One of the strengths of this study is the setting. Community-based studies in the home setting are challenging to undertake but provide useful information on the natural history and symptomatology of AURIs from onset, rather than when parents seek medical advice. In addition, randomisation by an independent statistician was used to minimise the selection bias. It is difficult to get consent from parents as they do not come to special meetings at school, and only some of those who signed consent forms actually returned the diaries. However, although it was low, the response rate was higher than expected from our pilot study, perhaps due to repeat school visits and follow-up letters. There was no evidence that non-responders had mild illnesses, and the diaries allowed for minor problems of short duration, which was reflected in some of those completed.
Although data were collected over six months, there was a staggered approach to recruitment in schools. Some schools only reported for three months, and this may explain why 35% of responders did not report an AURI in their child. These 77 diaries made clear that the child had not had an episode of AURI during the study period. But this study was not intended to measure the incidence of AURIs, but rather the symptomatology of a single episode. The large cluster sample originally designed for an intervention study meant that randomisation minimised selection bias, so that the symptoms captured by the 146 episodes of AURI in the study should be valid for children with this common condition.
Signs (eg, cough, runny nose) and symptoms (eg, sore throat, headache, muscle aches and pains) defined by children, all reached a score of 3 (major problem) in some children. In contrast, symptoms defined by parents (eg, not sleeping well, irritability, poor appetite, unable to get out of bed) did not reach maximum severity for any child. This suggests that either children overemphasise symptoms, or that parents underestimate how poorly a child is feeling, which may be important in younger children.
Overall, this study provides new information about the symptomatology of AURIs from onset at home.

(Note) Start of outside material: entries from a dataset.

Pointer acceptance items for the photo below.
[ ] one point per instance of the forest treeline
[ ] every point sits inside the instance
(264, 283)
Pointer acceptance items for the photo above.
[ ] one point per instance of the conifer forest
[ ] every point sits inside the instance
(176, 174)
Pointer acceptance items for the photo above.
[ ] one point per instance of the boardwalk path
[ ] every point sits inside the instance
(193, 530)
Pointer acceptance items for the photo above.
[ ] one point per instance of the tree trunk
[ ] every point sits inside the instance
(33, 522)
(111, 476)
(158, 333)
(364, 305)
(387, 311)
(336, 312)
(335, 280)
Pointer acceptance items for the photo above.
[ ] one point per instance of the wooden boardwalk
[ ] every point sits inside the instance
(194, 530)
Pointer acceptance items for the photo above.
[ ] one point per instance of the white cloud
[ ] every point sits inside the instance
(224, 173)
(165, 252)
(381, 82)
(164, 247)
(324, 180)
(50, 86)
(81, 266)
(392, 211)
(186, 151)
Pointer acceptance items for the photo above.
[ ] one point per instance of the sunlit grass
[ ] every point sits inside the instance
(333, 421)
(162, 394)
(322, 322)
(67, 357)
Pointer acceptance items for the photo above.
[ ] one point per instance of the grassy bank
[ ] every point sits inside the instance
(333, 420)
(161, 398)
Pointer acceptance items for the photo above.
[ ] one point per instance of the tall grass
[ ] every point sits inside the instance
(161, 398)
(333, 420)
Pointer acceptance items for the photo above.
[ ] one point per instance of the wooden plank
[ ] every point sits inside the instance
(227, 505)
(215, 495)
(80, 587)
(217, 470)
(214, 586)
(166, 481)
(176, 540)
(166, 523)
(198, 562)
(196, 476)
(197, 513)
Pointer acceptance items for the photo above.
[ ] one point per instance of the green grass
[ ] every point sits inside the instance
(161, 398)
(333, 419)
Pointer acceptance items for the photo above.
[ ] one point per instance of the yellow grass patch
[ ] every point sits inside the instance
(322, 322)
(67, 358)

This information is useful for parents, general practitioners (GPs), paediatricians and pharmacists who regularly give advice for this common condition. It allows a more evidence-based approach, as little was previously known about the natural history of these infections at home. Children with a persistent fever for more than three days are not following a characteristic pattern (Van den Bruel et al., Reference Van den Bruel, Haj-Hassan, Thompson, Buntinx and Mant2010). GPs might consider examining for secondary infections (eg, secondary pneumonia, urinary infection, tonsillitis, otitis media) in this group of children rather than simply advising antipyretics. Parents can also be told that for most children the symptoms of an AURI will last for approximately 5–11 days, with a minority continuing for 20 days. As symptoms rarely last more than 14 days, doctors may also wish to review this group of children.
Acknowledgements
We are grateful to Ann Bray and Heather Fitzpatrick of the Research and Development Support Unit in Dumfries and Galloway Royal Infirmary for help with undertaking the study; and to Harper Gilmour of the Department of Statistics at Glasgow University for statistical advice.
Funding: The study was funded by the Research and Development Support Unit of the Dumfries and Galloway Health Board.
Ethical approval: Ethical approval for the pilot and main study was given by the Local Medical Research Ethics Committee.
Competing interests: There were no competing interests.